GHANA – The Ministry of Environment, Science, Technology, and Innovation (MESTI) is putting together a legal framework to compel companies that use plastic packaging to assume some responsibility in the collection and recycling of plastic waste.

According to the authorities, the law will make the Extended Producer Responsibility Principle (EPR) mandatory for such companies and compel them to establish plastic collection centers as part of their marketing arrangements to rid the environment off plastics.

Data from the Ghana Plastic Manufacturers Association indicate that 87 percent of industries in Ghana use plastic packaging.

Mrs. Lydia Essuah, Director of Policy, Planning, Monitoring and Evaluation, MESTI, said the current EPR regime was voluntary and thus companies complied at will, reports Ghana News Agency.

She said the country must adopt what she described as the “polluter pay principle” to ensure that companies that used plastic packaging were responsible for the collection.

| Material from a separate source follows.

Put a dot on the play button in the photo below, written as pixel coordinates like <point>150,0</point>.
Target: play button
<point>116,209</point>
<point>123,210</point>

“The private sector has started their own process but that is voluntary. To be able to achieve higher levels of collection and recycling and for us to get rid of plastics, we need to make the EPR system mandatory,” explains Mrs. Essuah.

“We are working on legal backing to make it mandatory so that we will move from the current voluntary into mandatory regime to ensure that once you put out a plastic product on the market, you are mandated by law to collect it.”

Mrs. Essuah added that the Ministry had adopted a “partnership approach” where the private sector would play a key role in plastic waste management.

In Ghana, some 120 companies manufacture over 52,000 tonnes of various plastics and plastics products per year, according to the Ghana Plastic Waste Management Policy Document.

According to the Document, more than one million tonnes of plastic waste are generated yearly, suggesting that domestic manufacturing accounts for less than 5 percent of all plastics in the country.

Elsewhere, Dr. Andrews Agyekumhene, a Marine and Fisheries Science lecturer at the University of Ghana, Legon, said the plastic waste menace could be managed if the state enforced the plastic policy.

 According to him, plastic-producing companies would be made to pay levies if the policy is enforced and that would help rid the environment of huge volumes of plastic that has engulfed most urban areas, especially in Accra.